If one looks at their rimless bottleneck cases, the point on them that always is at the exact same place in the chamber when fired is the shoulder. It's driven hard into the chamber shoulder by the firing pin and the primer fires very shortly thereafter

As there's typically a few thousandths spread from shoulder back to case head, bullets seated relative to the case head will have a few thousandths spread in their seater contact point to the case shoulder. Bullet seating reference should be measured from case shoulder to the seater contact point on the bullet.

The best place on the bullet to contact the bullet seater is the diameter where it first touches the rifling.
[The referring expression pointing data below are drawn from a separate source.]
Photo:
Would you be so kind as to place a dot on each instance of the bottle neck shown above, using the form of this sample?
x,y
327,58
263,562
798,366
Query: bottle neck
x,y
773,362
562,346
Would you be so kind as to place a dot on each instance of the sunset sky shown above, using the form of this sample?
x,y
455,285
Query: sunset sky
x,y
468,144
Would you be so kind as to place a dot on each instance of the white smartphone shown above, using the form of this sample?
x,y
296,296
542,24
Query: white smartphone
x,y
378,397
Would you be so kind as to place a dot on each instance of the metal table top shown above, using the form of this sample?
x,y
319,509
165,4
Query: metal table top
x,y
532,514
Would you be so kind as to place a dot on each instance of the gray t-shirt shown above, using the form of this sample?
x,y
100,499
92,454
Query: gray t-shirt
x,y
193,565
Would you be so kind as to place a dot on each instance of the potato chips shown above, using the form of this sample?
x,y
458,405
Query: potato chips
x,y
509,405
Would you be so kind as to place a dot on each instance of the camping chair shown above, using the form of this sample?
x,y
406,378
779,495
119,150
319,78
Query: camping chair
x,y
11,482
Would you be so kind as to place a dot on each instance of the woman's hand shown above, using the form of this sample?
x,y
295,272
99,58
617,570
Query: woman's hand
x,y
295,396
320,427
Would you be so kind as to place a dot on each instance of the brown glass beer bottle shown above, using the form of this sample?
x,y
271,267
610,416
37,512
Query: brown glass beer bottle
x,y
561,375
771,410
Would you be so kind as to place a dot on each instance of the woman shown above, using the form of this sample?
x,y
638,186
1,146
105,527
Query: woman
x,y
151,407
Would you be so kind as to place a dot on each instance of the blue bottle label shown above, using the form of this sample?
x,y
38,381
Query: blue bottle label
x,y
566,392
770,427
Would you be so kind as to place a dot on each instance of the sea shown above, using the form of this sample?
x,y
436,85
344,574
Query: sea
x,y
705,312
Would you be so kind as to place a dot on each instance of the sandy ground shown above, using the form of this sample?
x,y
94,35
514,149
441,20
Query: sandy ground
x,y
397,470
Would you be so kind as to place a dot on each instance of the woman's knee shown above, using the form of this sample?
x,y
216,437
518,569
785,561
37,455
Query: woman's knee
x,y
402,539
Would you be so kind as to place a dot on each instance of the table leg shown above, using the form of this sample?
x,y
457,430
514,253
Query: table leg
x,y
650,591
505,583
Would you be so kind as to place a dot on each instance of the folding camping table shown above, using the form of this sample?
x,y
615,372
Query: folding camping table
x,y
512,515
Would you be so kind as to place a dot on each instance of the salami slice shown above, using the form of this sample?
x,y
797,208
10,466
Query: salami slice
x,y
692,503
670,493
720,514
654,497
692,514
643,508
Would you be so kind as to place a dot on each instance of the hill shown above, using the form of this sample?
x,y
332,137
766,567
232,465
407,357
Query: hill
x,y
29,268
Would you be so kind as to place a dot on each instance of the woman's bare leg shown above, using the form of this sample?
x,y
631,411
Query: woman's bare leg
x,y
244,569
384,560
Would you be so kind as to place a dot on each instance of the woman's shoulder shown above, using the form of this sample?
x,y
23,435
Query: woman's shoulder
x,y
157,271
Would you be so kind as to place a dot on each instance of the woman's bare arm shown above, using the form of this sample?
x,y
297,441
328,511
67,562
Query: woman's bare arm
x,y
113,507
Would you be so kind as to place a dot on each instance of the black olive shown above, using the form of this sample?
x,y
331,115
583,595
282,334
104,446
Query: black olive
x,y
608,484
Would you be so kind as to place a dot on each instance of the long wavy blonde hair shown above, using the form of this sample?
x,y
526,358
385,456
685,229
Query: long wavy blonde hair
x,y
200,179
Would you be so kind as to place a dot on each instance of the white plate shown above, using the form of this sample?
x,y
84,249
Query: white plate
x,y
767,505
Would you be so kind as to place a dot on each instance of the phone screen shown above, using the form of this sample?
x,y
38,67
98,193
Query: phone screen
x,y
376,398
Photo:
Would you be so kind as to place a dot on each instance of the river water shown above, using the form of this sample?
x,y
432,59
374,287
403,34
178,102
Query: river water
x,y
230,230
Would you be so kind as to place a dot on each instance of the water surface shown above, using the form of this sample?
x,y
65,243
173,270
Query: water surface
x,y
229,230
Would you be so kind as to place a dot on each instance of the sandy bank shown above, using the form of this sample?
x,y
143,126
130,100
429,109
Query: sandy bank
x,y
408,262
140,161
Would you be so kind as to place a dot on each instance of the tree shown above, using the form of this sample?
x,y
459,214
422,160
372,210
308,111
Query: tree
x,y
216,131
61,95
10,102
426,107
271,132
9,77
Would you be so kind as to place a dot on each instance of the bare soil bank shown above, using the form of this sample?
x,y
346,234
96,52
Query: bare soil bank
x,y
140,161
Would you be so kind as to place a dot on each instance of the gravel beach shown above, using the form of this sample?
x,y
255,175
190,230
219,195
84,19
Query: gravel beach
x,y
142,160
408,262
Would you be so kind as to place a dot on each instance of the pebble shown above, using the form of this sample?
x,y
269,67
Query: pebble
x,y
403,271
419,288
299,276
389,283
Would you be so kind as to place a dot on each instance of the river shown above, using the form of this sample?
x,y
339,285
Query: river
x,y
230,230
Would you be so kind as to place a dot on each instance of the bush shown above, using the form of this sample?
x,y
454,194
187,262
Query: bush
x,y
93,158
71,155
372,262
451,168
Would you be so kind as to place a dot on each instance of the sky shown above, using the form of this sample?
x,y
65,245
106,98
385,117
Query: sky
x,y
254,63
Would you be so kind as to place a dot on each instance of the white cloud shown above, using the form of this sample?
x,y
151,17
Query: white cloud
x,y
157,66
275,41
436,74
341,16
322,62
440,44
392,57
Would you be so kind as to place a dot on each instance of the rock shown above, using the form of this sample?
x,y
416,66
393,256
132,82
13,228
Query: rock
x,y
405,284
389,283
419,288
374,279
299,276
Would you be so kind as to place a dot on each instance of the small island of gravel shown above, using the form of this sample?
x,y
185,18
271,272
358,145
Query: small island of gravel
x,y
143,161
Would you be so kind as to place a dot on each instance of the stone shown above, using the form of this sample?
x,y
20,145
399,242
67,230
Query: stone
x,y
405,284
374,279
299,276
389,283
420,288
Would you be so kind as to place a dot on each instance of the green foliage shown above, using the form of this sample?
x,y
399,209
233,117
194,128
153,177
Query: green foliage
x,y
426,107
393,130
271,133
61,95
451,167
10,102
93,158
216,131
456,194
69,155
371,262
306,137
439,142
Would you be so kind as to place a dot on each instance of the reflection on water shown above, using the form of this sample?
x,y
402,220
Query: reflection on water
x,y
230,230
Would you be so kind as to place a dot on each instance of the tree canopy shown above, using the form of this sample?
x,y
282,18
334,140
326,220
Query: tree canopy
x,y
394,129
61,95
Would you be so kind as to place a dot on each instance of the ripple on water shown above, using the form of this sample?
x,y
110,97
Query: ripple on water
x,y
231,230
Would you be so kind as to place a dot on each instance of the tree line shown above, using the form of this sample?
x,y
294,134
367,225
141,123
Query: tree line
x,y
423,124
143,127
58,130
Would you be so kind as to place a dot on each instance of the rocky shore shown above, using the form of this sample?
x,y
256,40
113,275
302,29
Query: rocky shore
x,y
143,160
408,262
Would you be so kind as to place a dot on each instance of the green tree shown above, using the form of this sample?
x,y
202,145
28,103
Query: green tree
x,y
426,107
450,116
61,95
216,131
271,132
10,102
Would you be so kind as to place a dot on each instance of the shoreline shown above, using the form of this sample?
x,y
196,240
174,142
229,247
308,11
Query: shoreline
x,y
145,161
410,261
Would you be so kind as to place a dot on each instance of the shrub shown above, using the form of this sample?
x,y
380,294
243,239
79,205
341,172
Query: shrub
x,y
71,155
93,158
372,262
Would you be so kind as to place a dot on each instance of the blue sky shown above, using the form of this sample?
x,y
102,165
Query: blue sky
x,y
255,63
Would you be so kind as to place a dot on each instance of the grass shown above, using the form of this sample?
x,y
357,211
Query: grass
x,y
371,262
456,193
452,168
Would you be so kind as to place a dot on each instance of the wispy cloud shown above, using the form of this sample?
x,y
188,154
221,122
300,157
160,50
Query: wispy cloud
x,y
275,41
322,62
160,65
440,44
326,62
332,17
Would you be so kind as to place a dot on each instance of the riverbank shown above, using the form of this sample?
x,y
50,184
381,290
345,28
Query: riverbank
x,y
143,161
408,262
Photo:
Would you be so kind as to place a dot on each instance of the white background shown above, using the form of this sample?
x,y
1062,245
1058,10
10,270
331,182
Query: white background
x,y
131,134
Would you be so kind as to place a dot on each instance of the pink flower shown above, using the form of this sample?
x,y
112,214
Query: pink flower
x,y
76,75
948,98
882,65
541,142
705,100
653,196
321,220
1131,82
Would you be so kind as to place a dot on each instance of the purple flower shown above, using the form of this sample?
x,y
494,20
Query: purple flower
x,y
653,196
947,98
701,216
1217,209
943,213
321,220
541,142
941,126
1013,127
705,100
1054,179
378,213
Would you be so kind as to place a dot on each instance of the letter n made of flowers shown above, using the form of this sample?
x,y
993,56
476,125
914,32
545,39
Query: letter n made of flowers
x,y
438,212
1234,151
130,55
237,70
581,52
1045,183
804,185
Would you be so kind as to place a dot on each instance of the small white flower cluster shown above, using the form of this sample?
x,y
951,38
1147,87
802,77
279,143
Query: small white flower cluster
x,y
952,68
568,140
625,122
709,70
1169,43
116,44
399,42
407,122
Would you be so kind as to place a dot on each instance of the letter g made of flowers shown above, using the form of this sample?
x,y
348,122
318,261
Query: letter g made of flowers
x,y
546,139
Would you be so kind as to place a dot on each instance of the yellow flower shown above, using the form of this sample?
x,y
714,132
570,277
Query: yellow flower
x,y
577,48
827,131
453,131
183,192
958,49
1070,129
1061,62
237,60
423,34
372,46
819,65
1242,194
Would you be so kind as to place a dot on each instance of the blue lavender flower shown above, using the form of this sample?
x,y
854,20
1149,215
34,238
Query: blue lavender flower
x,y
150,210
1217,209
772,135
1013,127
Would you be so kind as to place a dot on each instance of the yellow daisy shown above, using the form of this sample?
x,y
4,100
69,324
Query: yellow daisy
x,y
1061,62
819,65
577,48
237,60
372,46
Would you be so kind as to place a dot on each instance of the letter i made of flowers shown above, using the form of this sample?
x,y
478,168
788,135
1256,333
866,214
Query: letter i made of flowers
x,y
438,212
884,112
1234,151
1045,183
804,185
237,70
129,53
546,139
Other places on the bullet's ogive may vary a thousandth lengthwise from that point as all bullets made with a given set of forming dies will not all have the exact same shape; they vary a tiny bit because the metals in them are not perfectly dimensioned nor perfectly uniform in their metalurgy makup. A couple thousandths spread in the bullet's jump distance to the rifling has no significant effect anyway; that tiny spread in dimensions is not significant to accuracy.
 
One datum to another on a bullet nose provides for calculation of ogive radius, which affects BC, or what a meplat diameter would end up after trimming, which again affects BC. And yes, it affects pretty much all bullet portion length measurements(invalidating what most think they measure).
But seating affects of ogive radius variance, as compared in measure, is well under 1thou. That's not to say actual seating depth changes so little, but that counteraction results in so little measured.

Actual seating depth variances(bearing seated) doesn't matter to accuracy. What matters is distance from ogive contact point to leade angle/distance. I've heard & read many explanations as to why, but nothing explaining why so much, or for some combinations, why so little.
With my last 3 load workups, the biggest gains were through seating adjustments.
My seating with Wilson dies measures <1thou variance, and this from Berger bullets mixed in lots(they aren't the same). I haven't seen where the bullet dimensions change seating consistency, provided seating forces are rational and consistent.

Some people set themselves backward by frequent annealing of necks. While it might(if actually done well) normalize seating forces, it also increases seating forces, which affects seating variances with ogive radius variances.
But I suspect these people never fully investigated best seating to begin, so they don't see this & they think it's normal to have a lot of variance in OgvOAL.
I know it don't have to be that way, normal or not.